Souveraineté de la France, nationalité, immigration, asile : dans ces quatre domaines, qui sont essentiels pour l'avenir de la nation, des modifications constitutionnelles sont nécessaires.
Le titre Ier, consacré à la souveraineté, affirme d'abord, à l'article 1er, que nul ne peut se prévaloir de son origine ou de sa religion pour se soustraire aux lois de la République et s'exonérer du respect des règles communes. Pour que la nation soit pleinement souveraine, elle doit être préservée de ce qui fragilise son unité. Nous devons réaffirmer, au coeur du texte fondamental, le refus absolu des communautarismes.

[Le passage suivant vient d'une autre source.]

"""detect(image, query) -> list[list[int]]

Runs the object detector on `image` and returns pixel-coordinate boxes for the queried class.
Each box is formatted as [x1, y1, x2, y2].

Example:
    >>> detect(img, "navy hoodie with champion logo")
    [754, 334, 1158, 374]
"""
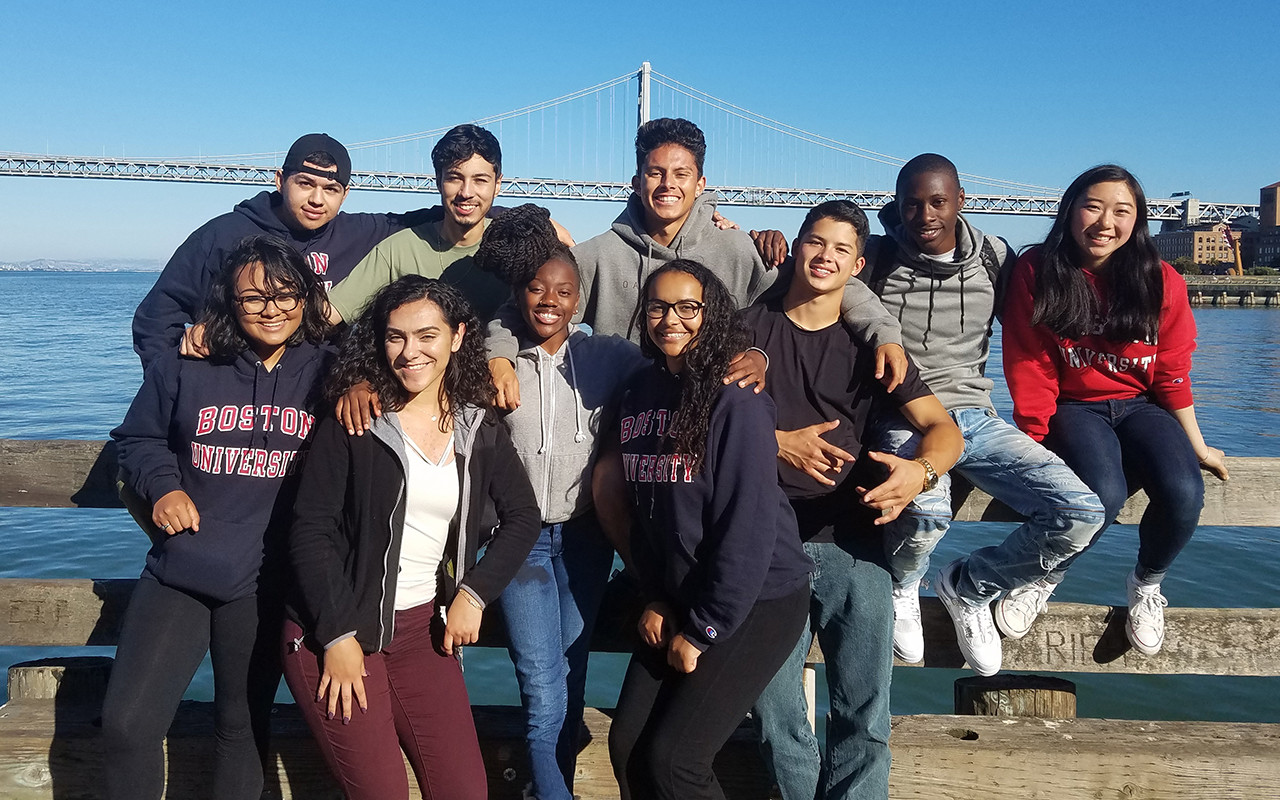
[111, 343, 332, 602]
[133, 192, 443, 367]
[618, 365, 813, 650]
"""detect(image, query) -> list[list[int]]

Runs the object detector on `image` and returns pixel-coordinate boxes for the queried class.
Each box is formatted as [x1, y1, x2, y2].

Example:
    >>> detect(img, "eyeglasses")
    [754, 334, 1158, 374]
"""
[236, 292, 302, 314]
[644, 300, 707, 320]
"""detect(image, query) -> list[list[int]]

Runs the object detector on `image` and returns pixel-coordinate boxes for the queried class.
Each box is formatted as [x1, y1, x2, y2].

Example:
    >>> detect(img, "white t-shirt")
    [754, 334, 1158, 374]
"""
[396, 436, 462, 611]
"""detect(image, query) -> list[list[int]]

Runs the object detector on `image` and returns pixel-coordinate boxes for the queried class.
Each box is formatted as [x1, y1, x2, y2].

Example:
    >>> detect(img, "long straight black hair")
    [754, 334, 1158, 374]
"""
[198, 234, 329, 364]
[1032, 164, 1165, 342]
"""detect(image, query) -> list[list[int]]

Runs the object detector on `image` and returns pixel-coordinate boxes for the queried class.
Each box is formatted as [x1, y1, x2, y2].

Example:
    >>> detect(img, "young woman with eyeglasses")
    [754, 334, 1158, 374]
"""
[282, 275, 538, 800]
[102, 237, 332, 800]
[609, 260, 813, 800]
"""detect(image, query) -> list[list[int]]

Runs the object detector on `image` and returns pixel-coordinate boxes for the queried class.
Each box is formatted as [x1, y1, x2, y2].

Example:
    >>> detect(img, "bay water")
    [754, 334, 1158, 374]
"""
[0, 271, 1280, 722]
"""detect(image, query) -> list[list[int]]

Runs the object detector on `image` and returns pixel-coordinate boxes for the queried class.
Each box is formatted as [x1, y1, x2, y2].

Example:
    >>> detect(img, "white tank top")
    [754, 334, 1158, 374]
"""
[396, 436, 461, 611]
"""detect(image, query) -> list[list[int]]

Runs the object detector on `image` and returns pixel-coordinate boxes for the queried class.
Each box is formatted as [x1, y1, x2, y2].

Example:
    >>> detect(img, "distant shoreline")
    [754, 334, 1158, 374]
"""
[0, 264, 160, 275]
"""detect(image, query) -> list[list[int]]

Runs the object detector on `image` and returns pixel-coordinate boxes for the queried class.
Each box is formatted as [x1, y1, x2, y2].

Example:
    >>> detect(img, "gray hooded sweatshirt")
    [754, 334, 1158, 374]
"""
[486, 191, 901, 361]
[875, 202, 1015, 410]
[504, 326, 649, 525]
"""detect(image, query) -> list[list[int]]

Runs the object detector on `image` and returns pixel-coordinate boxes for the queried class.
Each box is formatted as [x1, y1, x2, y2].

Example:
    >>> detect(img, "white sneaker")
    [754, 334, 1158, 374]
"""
[996, 581, 1057, 639]
[933, 559, 1002, 677]
[1124, 572, 1169, 655]
[893, 581, 924, 664]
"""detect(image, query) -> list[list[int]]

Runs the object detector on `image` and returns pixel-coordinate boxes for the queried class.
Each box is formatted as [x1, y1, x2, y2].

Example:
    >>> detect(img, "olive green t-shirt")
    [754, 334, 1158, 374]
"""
[329, 219, 511, 323]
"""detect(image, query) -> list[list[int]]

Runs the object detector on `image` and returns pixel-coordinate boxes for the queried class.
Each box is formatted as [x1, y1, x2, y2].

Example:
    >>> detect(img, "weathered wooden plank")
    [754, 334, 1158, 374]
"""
[0, 577, 134, 648]
[890, 716, 1280, 800]
[0, 439, 1280, 526]
[0, 701, 1280, 800]
[0, 701, 769, 800]
[0, 579, 1280, 676]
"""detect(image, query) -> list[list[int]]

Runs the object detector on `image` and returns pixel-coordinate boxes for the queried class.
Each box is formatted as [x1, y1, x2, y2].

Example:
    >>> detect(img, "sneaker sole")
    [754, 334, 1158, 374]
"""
[933, 567, 1004, 678]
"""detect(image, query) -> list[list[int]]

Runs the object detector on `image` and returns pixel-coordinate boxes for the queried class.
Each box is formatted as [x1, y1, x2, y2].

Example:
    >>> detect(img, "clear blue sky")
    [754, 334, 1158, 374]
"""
[0, 0, 1280, 261]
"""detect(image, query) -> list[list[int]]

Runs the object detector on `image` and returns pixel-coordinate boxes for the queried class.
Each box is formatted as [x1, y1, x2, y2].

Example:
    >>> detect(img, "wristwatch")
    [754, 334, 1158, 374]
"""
[913, 458, 938, 492]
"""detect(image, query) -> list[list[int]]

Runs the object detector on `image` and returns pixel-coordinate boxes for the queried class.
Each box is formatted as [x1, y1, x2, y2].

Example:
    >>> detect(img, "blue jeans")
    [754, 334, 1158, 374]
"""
[1044, 397, 1204, 584]
[878, 408, 1106, 605]
[753, 532, 893, 800]
[502, 512, 613, 800]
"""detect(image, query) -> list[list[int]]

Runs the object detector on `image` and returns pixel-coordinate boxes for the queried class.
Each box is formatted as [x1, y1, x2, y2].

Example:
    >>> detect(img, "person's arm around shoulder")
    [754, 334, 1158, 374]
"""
[1152, 262, 1229, 480]
[1001, 253, 1059, 442]
[133, 228, 225, 367]
[484, 300, 524, 411]
[858, 394, 964, 525]
[458, 411, 541, 608]
[289, 416, 370, 646]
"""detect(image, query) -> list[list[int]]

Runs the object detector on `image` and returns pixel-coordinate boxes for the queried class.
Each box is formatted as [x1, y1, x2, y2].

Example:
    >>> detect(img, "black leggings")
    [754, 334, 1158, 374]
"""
[609, 581, 809, 800]
[102, 576, 283, 800]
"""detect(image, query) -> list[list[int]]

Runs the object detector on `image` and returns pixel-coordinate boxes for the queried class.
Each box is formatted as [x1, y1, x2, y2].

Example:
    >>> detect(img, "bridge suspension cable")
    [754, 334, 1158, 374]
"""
[0, 63, 1258, 221]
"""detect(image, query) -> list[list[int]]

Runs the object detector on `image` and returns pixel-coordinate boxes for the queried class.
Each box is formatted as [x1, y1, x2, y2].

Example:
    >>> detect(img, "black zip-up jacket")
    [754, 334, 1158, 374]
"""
[618, 365, 813, 650]
[289, 406, 541, 653]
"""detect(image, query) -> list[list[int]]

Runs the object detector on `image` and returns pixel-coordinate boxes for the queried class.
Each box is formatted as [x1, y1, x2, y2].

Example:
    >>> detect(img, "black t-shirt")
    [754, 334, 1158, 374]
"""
[742, 297, 931, 540]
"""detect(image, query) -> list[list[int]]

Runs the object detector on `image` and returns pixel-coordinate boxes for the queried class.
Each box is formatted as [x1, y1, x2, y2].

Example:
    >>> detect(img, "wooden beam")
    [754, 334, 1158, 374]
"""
[0, 439, 1280, 527]
[0, 579, 1280, 676]
[0, 701, 1280, 800]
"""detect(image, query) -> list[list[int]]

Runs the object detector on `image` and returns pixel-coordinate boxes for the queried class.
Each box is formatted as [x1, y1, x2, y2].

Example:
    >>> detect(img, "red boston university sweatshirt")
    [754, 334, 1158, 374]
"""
[1001, 250, 1196, 442]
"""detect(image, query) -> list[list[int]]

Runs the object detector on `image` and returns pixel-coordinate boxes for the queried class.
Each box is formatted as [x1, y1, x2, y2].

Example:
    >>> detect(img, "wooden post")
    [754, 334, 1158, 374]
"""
[955, 675, 1075, 719]
[9, 655, 114, 705]
[801, 664, 818, 733]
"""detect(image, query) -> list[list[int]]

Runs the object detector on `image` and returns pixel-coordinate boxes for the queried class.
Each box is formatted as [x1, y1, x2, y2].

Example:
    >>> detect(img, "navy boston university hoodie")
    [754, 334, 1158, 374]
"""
[133, 192, 442, 367]
[618, 365, 813, 650]
[111, 343, 332, 602]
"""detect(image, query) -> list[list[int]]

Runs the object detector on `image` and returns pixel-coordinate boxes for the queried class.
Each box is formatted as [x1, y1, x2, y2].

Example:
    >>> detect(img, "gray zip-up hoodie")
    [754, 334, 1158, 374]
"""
[859, 202, 1015, 410]
[504, 326, 649, 525]
[485, 191, 902, 361]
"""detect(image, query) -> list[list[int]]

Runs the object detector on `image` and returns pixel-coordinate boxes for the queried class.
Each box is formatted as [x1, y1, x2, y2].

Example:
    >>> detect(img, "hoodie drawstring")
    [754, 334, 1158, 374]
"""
[564, 342, 586, 444]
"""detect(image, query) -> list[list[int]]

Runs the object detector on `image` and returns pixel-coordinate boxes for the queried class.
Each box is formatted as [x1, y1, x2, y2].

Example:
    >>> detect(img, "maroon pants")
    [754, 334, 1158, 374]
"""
[283, 603, 488, 800]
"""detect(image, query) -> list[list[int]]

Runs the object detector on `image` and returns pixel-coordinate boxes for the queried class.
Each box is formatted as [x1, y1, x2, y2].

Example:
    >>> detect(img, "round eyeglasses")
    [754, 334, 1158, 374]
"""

L'article 2 donne au peuple français la liberté de se prononcer, par référendum, sur tout projet de loi ou projet de loi organique. A cette fin, il élargit le champ des matières que l'article 11 de la Constitution permet au Président de la République de soumettre au référendum. Celui-ci pourra désormais porter sur toutes les questions de nature législative - et pas seulement sur ce qui relève de l'organisation des pouvoirs publics ou des réformes relatives à la politique économique, sociale ou environnementale et des services publics qui y concourent. Dès lors, le champ référendaire inclura, notamment, les questions relatives à l'entrée et au séjour des étrangers en France ainsi que le droit de la nationalité. Le Conseil constitutionnel sera saisi en amont d'un tel référendum, non pour rendre une décision, mais pour donner un avis, rendu public, sur le projet de loi que le Président de la République soumet au suffrage universel. Cet avis constituera ainsi un élément du débat référendaire, susceptible d'éclairer le peuple français - étant entendu que, in fine, c'est bien le peuple souverain, et lui seul, qui décidera, ou non, d'approuver la loi référendaire, insusceptible de recours.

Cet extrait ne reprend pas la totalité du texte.